Все приговоры, как правило, заканчиваются добавлением: “время предварительного заключения (такое-то) зачесть в срок отбытия наказания”. Что же не зачесть, коли они неразличимы? А если оправдают, куда засчитывать это время? Чем компенсировать невзгоды? И как вернуть невозвратимое — вычеркнутые из жизни месяцы и даже годы?

Оговорюсь, у первого креста некоторые отличия от второго все же есть: подследственным разрешается получать пищевые передачи от родных раз в месяц, то есть чаще, чем заключенным. Получают далеко не все, а содержимое, естественно, делится в камере на всех, так что получившему передачу остается самая малость. Другие различия и вовсе несущественны. Такие же камеры, та же теснота, духота.

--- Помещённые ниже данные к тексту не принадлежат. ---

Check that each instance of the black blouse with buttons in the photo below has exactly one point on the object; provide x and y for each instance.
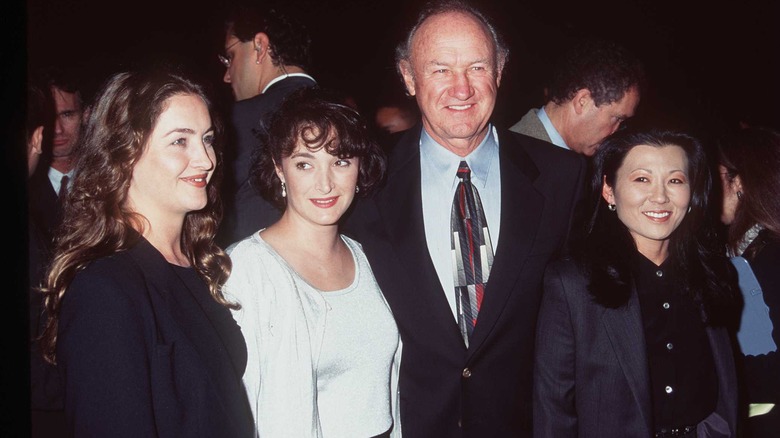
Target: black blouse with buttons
(683, 380)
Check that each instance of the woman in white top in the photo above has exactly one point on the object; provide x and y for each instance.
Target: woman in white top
(323, 346)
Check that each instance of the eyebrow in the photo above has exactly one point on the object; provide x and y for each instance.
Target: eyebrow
(302, 154)
(186, 131)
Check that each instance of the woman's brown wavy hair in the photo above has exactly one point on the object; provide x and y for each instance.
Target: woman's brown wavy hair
(97, 221)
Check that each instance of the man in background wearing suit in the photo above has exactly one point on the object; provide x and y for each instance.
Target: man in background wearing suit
(52, 177)
(595, 86)
(265, 56)
(468, 339)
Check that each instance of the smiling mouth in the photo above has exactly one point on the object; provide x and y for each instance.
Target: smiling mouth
(197, 181)
(657, 215)
(324, 202)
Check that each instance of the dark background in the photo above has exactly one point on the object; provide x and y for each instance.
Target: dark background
(711, 66)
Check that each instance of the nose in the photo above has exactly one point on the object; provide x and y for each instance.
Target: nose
(203, 158)
(659, 194)
(324, 183)
(461, 88)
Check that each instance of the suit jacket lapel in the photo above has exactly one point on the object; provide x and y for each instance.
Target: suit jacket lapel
(400, 207)
(521, 207)
(626, 332)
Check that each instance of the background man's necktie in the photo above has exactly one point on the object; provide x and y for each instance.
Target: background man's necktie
(63, 188)
(472, 251)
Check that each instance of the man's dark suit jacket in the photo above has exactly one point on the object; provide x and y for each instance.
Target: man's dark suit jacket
(142, 356)
(592, 377)
(45, 209)
(247, 211)
(447, 390)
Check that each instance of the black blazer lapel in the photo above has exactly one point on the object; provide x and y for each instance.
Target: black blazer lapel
(625, 331)
(192, 321)
(400, 209)
(521, 207)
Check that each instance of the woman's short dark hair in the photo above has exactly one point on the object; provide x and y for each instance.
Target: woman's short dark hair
(315, 117)
(753, 154)
(608, 247)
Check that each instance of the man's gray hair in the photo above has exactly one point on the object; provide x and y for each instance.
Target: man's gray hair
(436, 7)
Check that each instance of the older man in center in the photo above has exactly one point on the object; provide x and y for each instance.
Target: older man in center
(465, 290)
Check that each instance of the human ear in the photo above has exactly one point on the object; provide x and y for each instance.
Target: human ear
(406, 71)
(581, 100)
(261, 45)
(279, 172)
(606, 191)
(737, 183)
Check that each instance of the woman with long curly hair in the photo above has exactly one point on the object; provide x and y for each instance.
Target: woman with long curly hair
(750, 176)
(138, 326)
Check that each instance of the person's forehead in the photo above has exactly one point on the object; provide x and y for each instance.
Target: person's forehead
(454, 24)
(64, 99)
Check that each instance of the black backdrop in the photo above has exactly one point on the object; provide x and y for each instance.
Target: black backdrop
(708, 64)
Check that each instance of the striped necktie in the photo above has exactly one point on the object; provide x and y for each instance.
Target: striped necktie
(472, 251)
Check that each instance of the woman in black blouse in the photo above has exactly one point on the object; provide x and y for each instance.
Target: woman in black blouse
(750, 174)
(138, 326)
(629, 339)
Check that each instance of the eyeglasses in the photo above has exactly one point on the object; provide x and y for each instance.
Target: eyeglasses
(225, 59)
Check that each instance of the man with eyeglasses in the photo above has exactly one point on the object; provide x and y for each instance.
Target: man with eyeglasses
(265, 56)
(595, 86)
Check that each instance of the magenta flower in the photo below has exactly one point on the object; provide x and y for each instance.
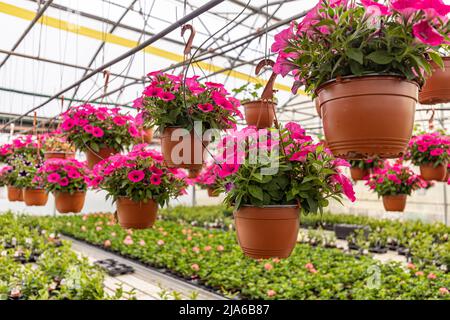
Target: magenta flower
(206, 107)
(427, 34)
(53, 178)
(136, 176)
(97, 132)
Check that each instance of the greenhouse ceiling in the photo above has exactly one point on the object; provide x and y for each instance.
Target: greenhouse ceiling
(50, 45)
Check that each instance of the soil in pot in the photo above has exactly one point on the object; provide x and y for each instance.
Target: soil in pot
(430, 173)
(35, 197)
(395, 203)
(93, 157)
(136, 215)
(15, 194)
(437, 87)
(59, 155)
(259, 113)
(66, 202)
(185, 152)
(370, 116)
(359, 174)
(267, 232)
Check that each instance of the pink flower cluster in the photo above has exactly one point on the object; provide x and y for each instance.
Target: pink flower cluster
(95, 121)
(395, 179)
(63, 174)
(428, 148)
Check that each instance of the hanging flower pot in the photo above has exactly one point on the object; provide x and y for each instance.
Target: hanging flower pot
(67, 180)
(15, 194)
(358, 174)
(185, 151)
(94, 157)
(430, 172)
(98, 131)
(368, 116)
(437, 87)
(66, 202)
(267, 206)
(138, 188)
(136, 215)
(395, 203)
(267, 232)
(259, 113)
(35, 197)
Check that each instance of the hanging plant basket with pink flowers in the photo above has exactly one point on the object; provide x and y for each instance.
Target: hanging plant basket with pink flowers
(394, 183)
(98, 131)
(182, 109)
(67, 180)
(138, 183)
(209, 180)
(269, 191)
(430, 151)
(364, 61)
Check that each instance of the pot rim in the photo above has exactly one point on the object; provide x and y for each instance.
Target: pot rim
(371, 75)
(260, 100)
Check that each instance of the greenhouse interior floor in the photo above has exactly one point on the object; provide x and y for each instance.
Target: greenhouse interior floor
(147, 284)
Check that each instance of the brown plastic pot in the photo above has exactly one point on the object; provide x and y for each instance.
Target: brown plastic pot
(59, 155)
(66, 202)
(136, 215)
(174, 151)
(35, 197)
(358, 174)
(395, 203)
(259, 113)
(95, 157)
(430, 173)
(213, 193)
(147, 136)
(267, 232)
(437, 87)
(15, 194)
(370, 116)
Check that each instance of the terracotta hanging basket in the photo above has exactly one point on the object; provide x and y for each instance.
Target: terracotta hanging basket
(35, 197)
(136, 215)
(174, 151)
(15, 194)
(359, 174)
(59, 155)
(431, 173)
(267, 232)
(259, 113)
(437, 87)
(212, 193)
(66, 202)
(366, 117)
(93, 157)
(147, 135)
(395, 203)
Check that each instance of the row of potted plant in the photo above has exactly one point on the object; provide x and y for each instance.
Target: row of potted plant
(37, 265)
(213, 259)
(346, 53)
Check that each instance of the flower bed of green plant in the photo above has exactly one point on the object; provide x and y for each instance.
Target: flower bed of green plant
(35, 264)
(214, 259)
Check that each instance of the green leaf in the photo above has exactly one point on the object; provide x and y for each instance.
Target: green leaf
(380, 57)
(256, 192)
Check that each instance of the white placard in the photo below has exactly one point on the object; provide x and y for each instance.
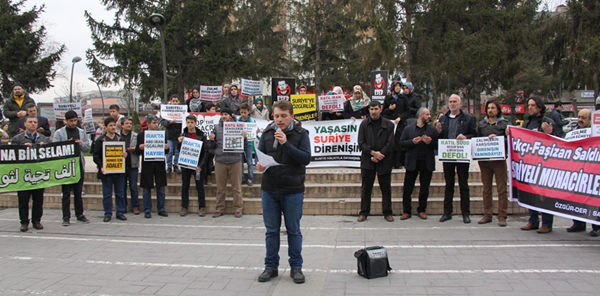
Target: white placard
(485, 149)
(333, 103)
(88, 122)
(251, 130)
(154, 145)
(189, 153)
(172, 112)
(577, 134)
(252, 87)
(233, 141)
(61, 108)
(210, 93)
(454, 150)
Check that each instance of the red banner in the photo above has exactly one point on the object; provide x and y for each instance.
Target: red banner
(555, 176)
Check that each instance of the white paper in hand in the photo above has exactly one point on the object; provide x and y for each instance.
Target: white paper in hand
(266, 160)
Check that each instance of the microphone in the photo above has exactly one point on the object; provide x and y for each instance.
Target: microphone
(275, 142)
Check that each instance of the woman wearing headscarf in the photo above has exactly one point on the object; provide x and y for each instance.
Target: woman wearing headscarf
(396, 108)
(259, 111)
(234, 101)
(358, 105)
(330, 115)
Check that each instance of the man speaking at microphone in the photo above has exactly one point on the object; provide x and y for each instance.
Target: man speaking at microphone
(283, 188)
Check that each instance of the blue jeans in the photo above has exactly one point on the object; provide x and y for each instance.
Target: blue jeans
(249, 161)
(291, 206)
(160, 199)
(534, 219)
(118, 182)
(172, 150)
(131, 178)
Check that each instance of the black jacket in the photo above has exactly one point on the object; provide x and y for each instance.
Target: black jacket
(466, 125)
(383, 142)
(293, 156)
(200, 136)
(411, 132)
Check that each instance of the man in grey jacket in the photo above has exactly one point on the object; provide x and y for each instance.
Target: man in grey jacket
(70, 132)
(228, 165)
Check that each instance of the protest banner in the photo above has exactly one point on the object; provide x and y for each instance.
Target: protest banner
(190, 153)
(450, 150)
(27, 168)
(206, 121)
(252, 87)
(333, 103)
(577, 134)
(334, 143)
(88, 122)
(555, 176)
(210, 93)
(233, 141)
(379, 86)
(61, 108)
(282, 88)
(305, 107)
(154, 145)
(172, 112)
(596, 124)
(113, 161)
(485, 149)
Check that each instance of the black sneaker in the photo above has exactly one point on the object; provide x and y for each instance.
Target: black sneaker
(297, 276)
(267, 275)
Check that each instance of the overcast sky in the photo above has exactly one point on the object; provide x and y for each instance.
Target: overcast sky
(65, 24)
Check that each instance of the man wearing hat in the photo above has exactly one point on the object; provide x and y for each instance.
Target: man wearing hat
(15, 108)
(228, 166)
(71, 133)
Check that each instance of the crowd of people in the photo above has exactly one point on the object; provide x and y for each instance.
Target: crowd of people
(397, 132)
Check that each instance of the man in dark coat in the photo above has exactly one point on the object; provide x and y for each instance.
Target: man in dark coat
(14, 108)
(43, 125)
(420, 141)
(456, 124)
(396, 108)
(376, 140)
(152, 170)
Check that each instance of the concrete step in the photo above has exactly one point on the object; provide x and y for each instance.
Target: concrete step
(252, 205)
(312, 190)
(320, 176)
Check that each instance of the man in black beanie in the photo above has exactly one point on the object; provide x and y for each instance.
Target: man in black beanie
(15, 107)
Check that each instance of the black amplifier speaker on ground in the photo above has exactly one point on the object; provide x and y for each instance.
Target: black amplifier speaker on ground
(372, 262)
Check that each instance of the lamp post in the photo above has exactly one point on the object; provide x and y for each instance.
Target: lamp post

Конечно, и подозреваемых правомерно содержать, если дело того требует, под стражей и в изоляции. И конечно же, сам факт ареста до суда неизбежно влечет за собой ограничение свободы и определенные лишения, дискомфорт. Но, согласитесь, условия такого содержания должны (и могут) быть иными — такими, на которые имеет право любой гражданин страны, не признанный по закону виновным. А признать виновным и назначить более суровые условия содержания, согласно Конституции, может только суд.

6. Неравное состязание. Гораздо серьезнее другие ограничения, которые признать неизбежными и логически оправданными еще труднее. Почему подследственный лишен возможности иметь под рукой уголовный и уголовно-процессуальный кодексы? Уже выйдя на волю, я узнал, что закон не запрещает пользоваться ими, в тюрьме. Но попробуй-ка попросить — тебе ответят категорическим отказом. Чтобы не набрался ума-разума для умелого сопротивления следствию? Но ведь кодекс может научить только одному — законному сопротивлению незаконным приемам и нарушениям, к которым иногда прибегают работники следствия и суда. Ничему другому. Правда, перед допросом тебе дают расписаться в том, что ты предупрежден о том-то и о том-то, дают прочесть какой-то абзац. Там что-то сказано о правах. Не запомнилось. В потрясенном состоянии до того ли было. Все как в тумане. Вот вернулся в камеру — спохватился: что там говорилось о правах? Да и говорилось-то скороговоркой, а ведь на самом деле прав у подследственного немало, но никто не помогает разобраться в них. А не зная своих прав, подследственный не может установить их нарушения. Как бы кстати пришелся в таком положении адвокат! Но общаться с ним, пока не закончено следствие, нельзя. Не предусмотрено законом. В большинстве стран предусмотрено, и осуществляется это общение буквально с первого вызова к следователю — адвокат оказывается рядом с подследственным. А у нас запрещено. (Лишь перестройка внесла тут некоторые, правда, не до конца последовательные, коррективы).